Carroll v. Moore, 86-375

CourtSupreme Court of Nebraska
Citation423 N.W.2d 757,228 Neb. 561
Docket NumberNo. 86-375,86-375
Parties, 56 USLW 2735 Marcia Lee CARROLL, Appellee, v. Edwin Charles MOORE, Appellant.
Decision Date20 May 1988

Page 757

423 N.W.2d 757
228 Neb. 561, 56 USLW 2735
Marcia Lee CARROLL, Appellee,
v.
Edwin Charles MOORE, Appellant.
No. 86-375.
Supreme Court of Nebraska.
May 20, 1988.

Page 758

Syllabus by the Court

l. Constitutional Law: Due Process. Due process requires, at a minimum, that absent a countervailing state interest of overriding significance, persons forced to settle their claims of right and duty through the judicial process must be given a meaningful opportunity to be heard.
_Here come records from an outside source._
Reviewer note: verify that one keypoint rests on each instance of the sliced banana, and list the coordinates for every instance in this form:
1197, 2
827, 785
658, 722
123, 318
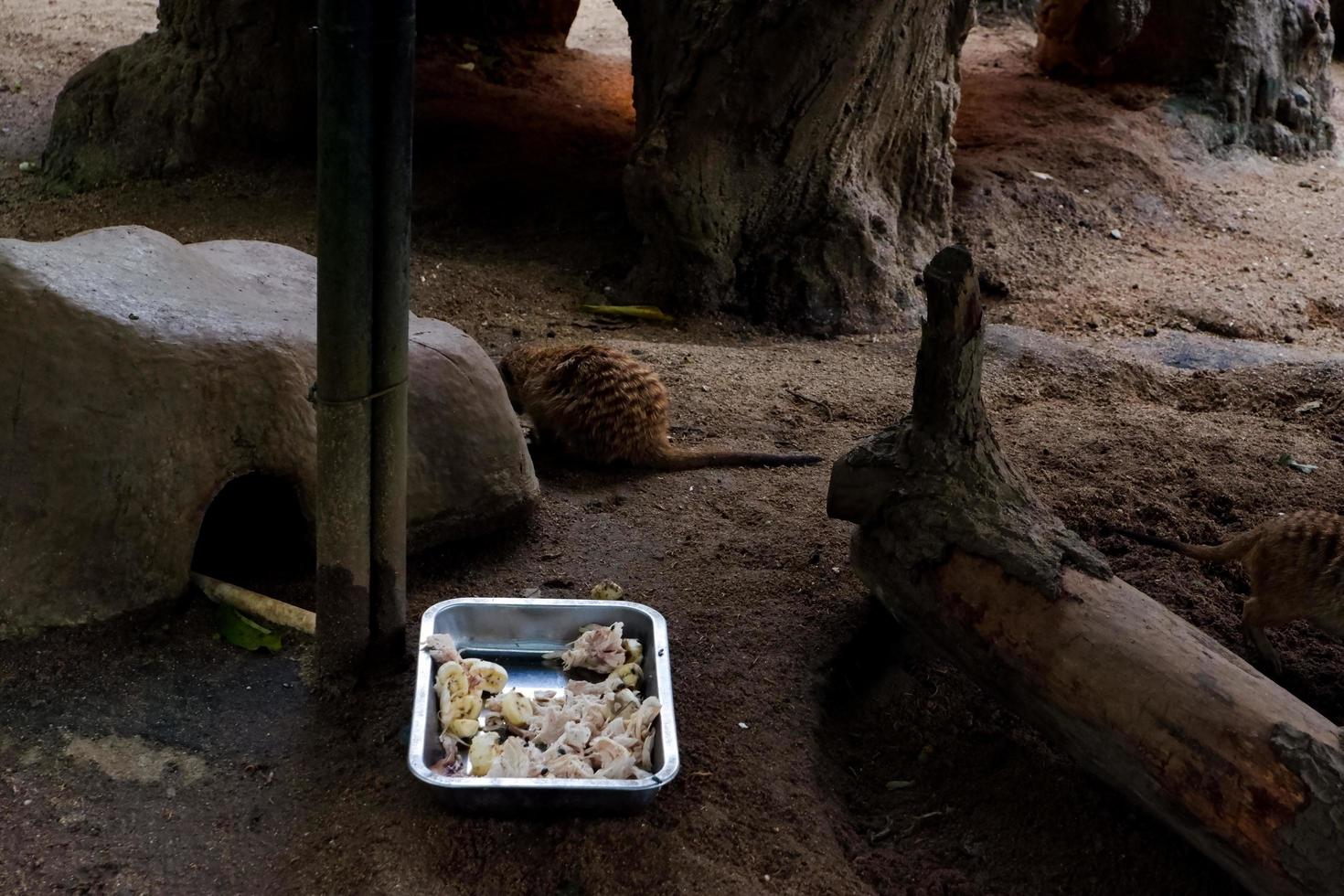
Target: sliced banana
517, 709
464, 729
631, 673
452, 677
484, 749
494, 676
466, 707
634, 650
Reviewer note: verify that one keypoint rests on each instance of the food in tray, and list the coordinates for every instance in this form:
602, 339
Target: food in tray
600, 649
588, 730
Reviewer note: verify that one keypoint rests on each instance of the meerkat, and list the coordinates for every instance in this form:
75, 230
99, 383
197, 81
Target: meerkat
1296, 569
603, 406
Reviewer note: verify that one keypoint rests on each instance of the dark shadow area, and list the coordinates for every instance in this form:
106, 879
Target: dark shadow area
519, 143
256, 536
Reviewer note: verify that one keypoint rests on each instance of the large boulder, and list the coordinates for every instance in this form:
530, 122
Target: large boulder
139, 377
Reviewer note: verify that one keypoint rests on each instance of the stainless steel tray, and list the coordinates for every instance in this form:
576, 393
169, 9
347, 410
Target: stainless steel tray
515, 633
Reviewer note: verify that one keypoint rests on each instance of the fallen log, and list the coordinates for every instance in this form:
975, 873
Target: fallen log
955, 544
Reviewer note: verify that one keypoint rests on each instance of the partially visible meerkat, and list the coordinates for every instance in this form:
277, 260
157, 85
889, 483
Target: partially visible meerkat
1296, 569
603, 406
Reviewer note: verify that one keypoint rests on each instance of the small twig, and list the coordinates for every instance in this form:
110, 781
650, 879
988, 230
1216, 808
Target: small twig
912, 827
808, 400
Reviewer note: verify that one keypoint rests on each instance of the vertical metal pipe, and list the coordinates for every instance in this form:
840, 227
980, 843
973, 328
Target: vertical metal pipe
392, 114
366, 58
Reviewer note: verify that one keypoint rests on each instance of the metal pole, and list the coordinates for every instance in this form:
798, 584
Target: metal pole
366, 51
394, 114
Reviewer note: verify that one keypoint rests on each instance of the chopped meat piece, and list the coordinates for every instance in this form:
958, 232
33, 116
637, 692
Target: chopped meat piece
441, 647
517, 759
598, 647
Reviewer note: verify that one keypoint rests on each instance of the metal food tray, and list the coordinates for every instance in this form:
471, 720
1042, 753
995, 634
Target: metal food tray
515, 633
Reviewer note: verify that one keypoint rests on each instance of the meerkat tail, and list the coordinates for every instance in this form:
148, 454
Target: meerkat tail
1230, 549
687, 460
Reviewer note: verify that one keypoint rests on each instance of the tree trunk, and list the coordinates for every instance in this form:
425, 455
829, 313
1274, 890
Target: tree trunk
955, 544
1338, 15
1250, 71
794, 159
217, 76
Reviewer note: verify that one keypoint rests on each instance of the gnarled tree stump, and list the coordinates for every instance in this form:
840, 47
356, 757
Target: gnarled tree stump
952, 540
1249, 71
792, 159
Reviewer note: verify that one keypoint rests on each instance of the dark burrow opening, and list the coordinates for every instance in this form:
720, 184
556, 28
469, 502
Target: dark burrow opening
257, 536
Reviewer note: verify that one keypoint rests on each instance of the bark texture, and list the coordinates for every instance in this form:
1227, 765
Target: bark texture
794, 159
1250, 71
217, 76
1338, 15
953, 543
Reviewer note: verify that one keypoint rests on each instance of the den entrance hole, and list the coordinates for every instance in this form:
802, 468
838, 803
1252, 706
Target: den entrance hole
256, 536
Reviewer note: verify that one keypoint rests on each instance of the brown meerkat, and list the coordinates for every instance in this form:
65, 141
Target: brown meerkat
1296, 569
598, 404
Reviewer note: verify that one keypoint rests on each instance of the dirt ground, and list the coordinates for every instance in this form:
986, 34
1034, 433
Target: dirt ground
143, 755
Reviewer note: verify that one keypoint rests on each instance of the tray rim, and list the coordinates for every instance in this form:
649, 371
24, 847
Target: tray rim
667, 715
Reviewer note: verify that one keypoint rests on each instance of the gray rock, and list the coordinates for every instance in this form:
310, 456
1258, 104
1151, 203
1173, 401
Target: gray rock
140, 377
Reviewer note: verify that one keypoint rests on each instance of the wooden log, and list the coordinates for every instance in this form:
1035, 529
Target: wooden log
952, 540
257, 604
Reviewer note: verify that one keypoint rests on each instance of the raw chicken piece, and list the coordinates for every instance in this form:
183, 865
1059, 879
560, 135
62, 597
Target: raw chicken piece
618, 770
582, 688
575, 736
549, 724
568, 764
605, 752
641, 723
441, 647
598, 647
517, 759
449, 764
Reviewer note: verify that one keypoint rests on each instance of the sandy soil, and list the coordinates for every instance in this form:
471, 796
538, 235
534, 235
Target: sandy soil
143, 755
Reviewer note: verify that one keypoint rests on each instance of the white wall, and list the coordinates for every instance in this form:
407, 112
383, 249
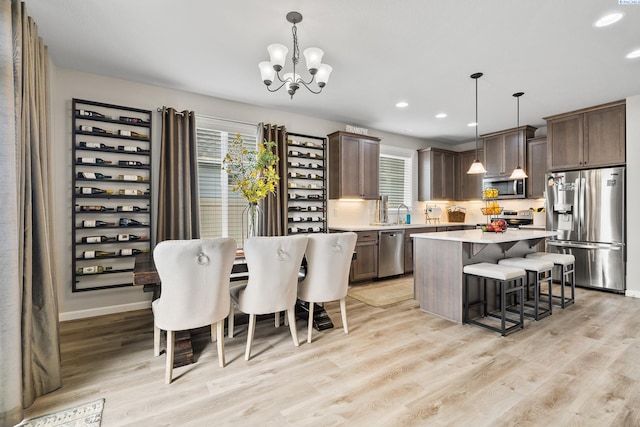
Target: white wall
633, 201
67, 84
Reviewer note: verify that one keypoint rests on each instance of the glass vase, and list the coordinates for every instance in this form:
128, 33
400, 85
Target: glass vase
251, 220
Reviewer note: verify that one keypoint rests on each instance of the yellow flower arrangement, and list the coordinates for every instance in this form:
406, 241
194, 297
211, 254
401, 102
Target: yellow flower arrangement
253, 172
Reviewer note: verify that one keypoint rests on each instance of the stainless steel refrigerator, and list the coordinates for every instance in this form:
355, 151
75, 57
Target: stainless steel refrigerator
587, 208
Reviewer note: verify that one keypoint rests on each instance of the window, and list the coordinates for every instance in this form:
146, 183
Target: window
396, 175
220, 208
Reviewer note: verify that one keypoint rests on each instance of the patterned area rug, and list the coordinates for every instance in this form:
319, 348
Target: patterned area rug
383, 293
85, 415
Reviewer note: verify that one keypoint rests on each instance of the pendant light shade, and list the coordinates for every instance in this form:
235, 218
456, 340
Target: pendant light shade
476, 167
518, 173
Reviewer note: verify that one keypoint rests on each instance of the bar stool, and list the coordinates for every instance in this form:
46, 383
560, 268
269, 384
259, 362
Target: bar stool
541, 270
510, 281
566, 264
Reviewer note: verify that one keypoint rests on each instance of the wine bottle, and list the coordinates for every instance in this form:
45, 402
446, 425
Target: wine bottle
92, 223
132, 251
93, 160
89, 113
131, 149
130, 163
96, 254
132, 133
130, 192
129, 237
129, 209
92, 190
132, 178
94, 269
132, 120
94, 239
93, 175
95, 209
130, 222
84, 144
94, 129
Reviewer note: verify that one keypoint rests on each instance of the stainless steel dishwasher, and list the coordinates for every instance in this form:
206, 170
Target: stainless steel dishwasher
390, 253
2. Constitutional Law: Due Process: Right to Counsel. Under the U.S. Constitution, it is presumed that an indigent litigant has a right to appointed counsel only when, if he loses, he may be deprived of his physical liberty.

3. Constitutional Law: Due Process: Right to Counsel. Under the U.S. Constitution, the test that governs the due process right to court-appointed counsel is whether the absence of counsel deprives an indigent defendant of fundamental fairness. That test, in turn, involves an analysis of three separate factors: the private interests at stake, the government's interest, and the risk that the procedures used will lead to erroneous decisions.

4. Constitutional Law: Due Process: Right to Counsel: Paternity. Due process requires that an indigent defendant has an absolute right to court-appointed counsel in paternity proceedings.

Roberta S. Stick, Lincoln, for appellant.

Patrick M. Heng, Deputy Lancaster Co. Atty., for appellee.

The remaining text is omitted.